There were three million Englishmen and twenty million Frenchmen - seventeen million more souls ripe for the picking.

There was nothing she could do about that.

She drifted away, sleep overtaking her…until a loud disturbance roused her with a start. "What…"

She was alone – all but Father More, who was snoozing in his chair beside her bed – but outside her bedchamber door she could hear a harried guard trying to explain something to a hysterical young woman who was screaming, crying, begging to be let into her room—

But she knew that voice. It was that light child – that stupid little bitch! Hadn't she suffered enough from her as a woman? Must she—

The door burst open and a frantic Kathryn Howard raced toward her in a froth of tangled blonde hair and blind shrieking terror. "Will, darling!" she cried, taking Mary's good hand as More stumbled to his feet. "I just heard! I was at Lambeth, they didn't tell me anything! Are you all right? Did you fall, my love? Do you know me? It's Kathryn! They say your memory—"

At first she didn't understand; how did Kathryn know where her bedchamber was, why had the guards let her pass, why had she thought Mary would want to see her…why had she called her 'darling'?

_Oh._

And the blackness took her away.


	3. The White Cliffs of Dover

22 September 1540  
Dover Castle

The three siblings stood on the castle wall-walk, their eyes trained on the thin, pale line just barely visible beyond the vast flotilla of crayers, picards, caravels, and carracks crowding the harbour.

Calais.

"Fifty thousand men," Ned breathed, "and all in the service of God."

Charles laughed. "In the service of Father, you mean."

"You think there's a diff—"

"Edmund Tudor!" Mary barked. "Take care not to insult either the Lord God or our father the King. You too, Charles; speak respectfully."

"But—" Ned began.

"I said that you are to _speak_ respectfully at all times," she repeated, praying they would catch her emphasis; to underline it, she flashed a look at the yeoman warder standing by the door.

"But Will…" Charles's eyebrows flew upward as comprehension dawned. "Of course, brother. Many apologies." He looked back at the ships departing the harbour, his expression turning pensive. "You still don't remember any of it?"

"Not a moment of it, no," she replied, keeping her voice and expression neutral. "In truth I'm impressed that I was able to organize such a massive expedition on my own – although I'm sure Father and the members of his Privy Council did their share of the work."

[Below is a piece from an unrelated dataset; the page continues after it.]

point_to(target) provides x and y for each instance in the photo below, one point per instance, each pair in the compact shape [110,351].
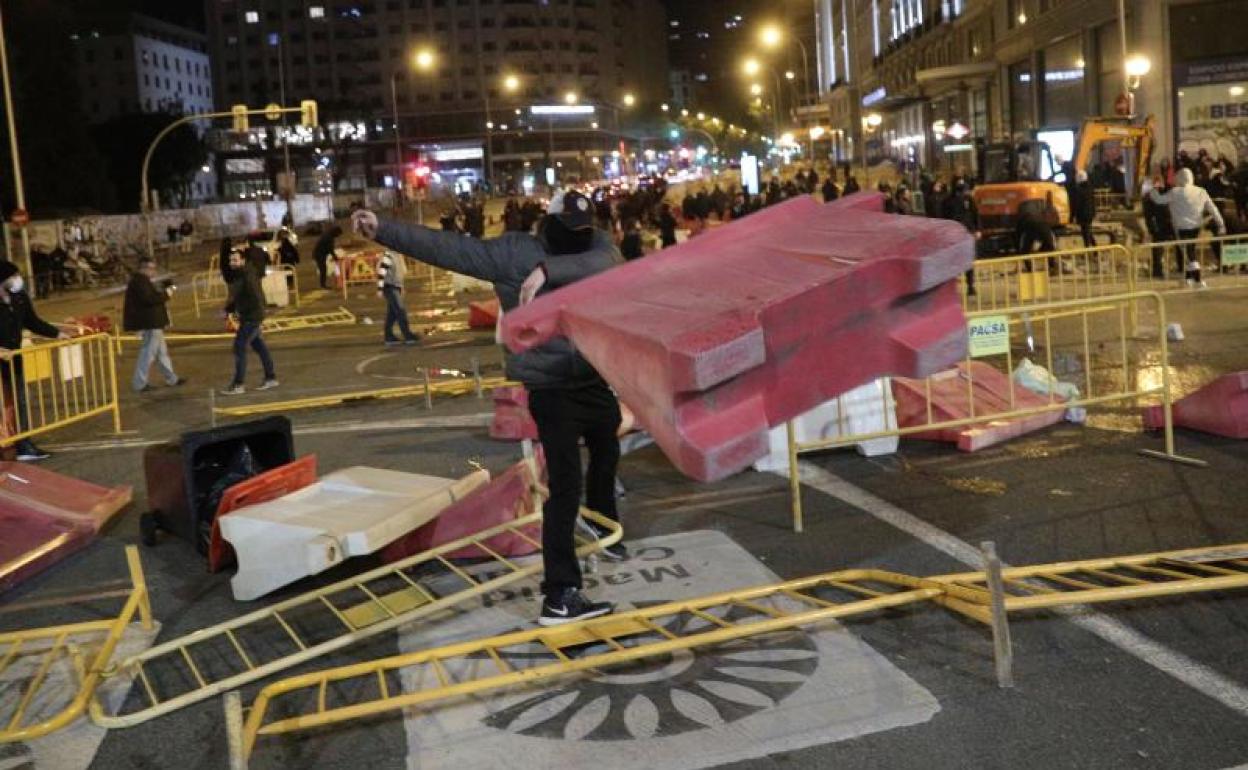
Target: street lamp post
[16,157]
[423,61]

"Of that, my sweet William, I must disabuse you," Edmund said, a corner of his mouth quirking up as he looked back at her. "Our father the King gave you your head and you made him the proudest man in Christendom – or so he's told Charles and me a hundred times. Do you think you could do it again?"

She pondered the question. "With help, perhaps. It's not my intellect that's affected but my recent memories, and the physicians assure me they'll return soon enough." Which was all true enough; she could have organized a war in her own world had anyone thought her fit to do so.

But Charles's mind was still across the water. "Do you think there'll be good fighting, Ned?" he asked. "Or will the French run away like cowards?"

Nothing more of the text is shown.